Yesterday was a particularly interesting day anger-wise. Some guy pulled his car out in front of me while I was descending a hill at about 40 mph on my bike, and the water aerobics class at the pool I was working out in decided to take over the water and pull all of the lane lines seven minutes early. Ahhhhh!
All of this caused me to take a closer look at my anger. First and foremost, I make it a point to never act out of anger. All that does is make the other person angry and escalate the situation far beyond what it needs to be. Next, I looked at the rush I got from being angry. If you look close enough you will realize that it actually feels good to be angry, to wade in a pool of self-righteousness. I’m right and you’re wrong, and I’m going to force you to admit it. Ahhhhh!
I think that I’m slowly getting to the point where I can recognize anger for what it is in me, my ego screaming for attention. Now that I know that it’s just my ego doing a little jig I’ve found that my anger just doesn’t hang around and sort of dissipates. Egos don’t like to be caught in the act and when they do, they slink sort of back to where they came from.
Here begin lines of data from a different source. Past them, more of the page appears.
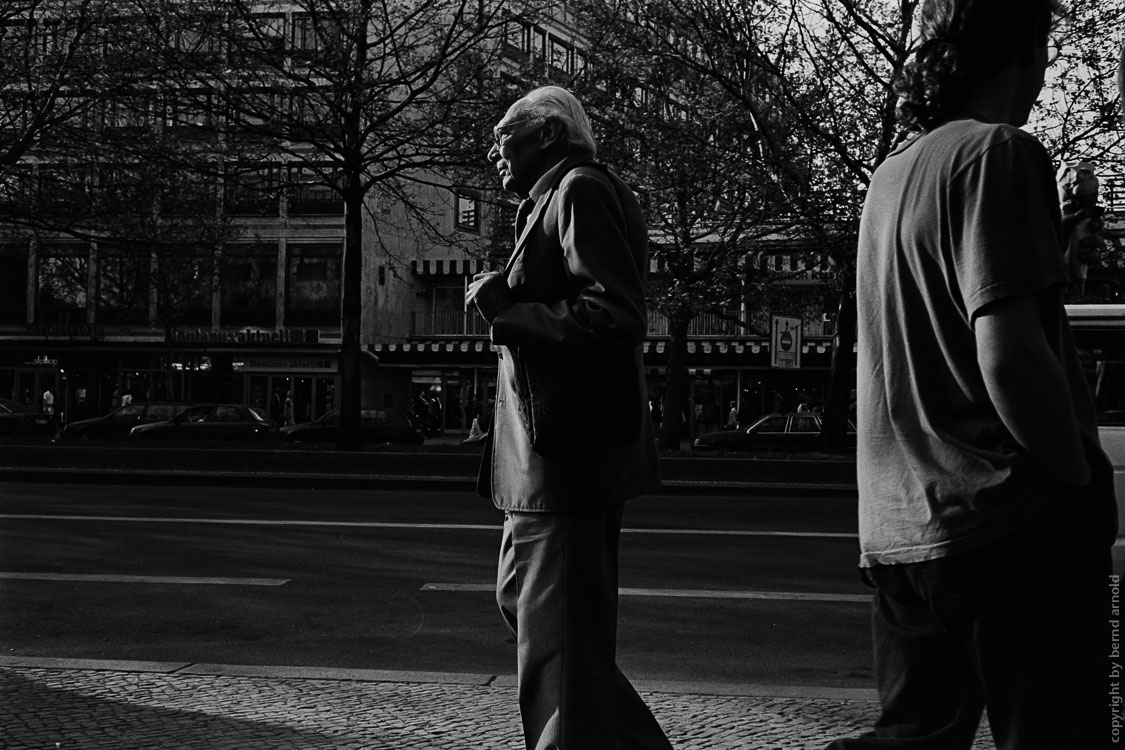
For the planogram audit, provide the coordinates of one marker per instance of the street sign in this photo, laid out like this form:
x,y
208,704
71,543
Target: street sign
x,y
785,342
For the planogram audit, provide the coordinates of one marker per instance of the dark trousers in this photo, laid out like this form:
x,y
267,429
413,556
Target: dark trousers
x,y
1019,627
557,589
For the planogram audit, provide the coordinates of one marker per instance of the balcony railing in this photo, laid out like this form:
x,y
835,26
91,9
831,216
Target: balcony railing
x,y
457,323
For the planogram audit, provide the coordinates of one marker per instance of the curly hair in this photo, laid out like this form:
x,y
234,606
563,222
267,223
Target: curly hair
x,y
960,41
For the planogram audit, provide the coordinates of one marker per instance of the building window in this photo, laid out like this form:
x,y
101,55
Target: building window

Anger is one of the best learning tools for practicing Zen Buddhists because it is such an obvious manifestation of your ego, and it’s so easy to recognize and examine. I think that I need to be angry more often.
2 comments:
Interesting post; I was reading something somewhat related earlier by the Indian sage, Vivekenanda, on recognising the stirring moments of emotions & the key of being aware of them then as opposed to happily flying down the direction our passions or wandering minds drags us.
The stirring moments as in the initial moments. Hadn't thought of inhabiting without judgement the anger as a good rather than simply a negative to try to remove. Perhaps it's the removal of the idea of guilt & sin from Zen that makes this unified sense of being seem more attainable, ie that the anger isn't a sin to be overcome by a divided conscience, though not something to be indulged wither.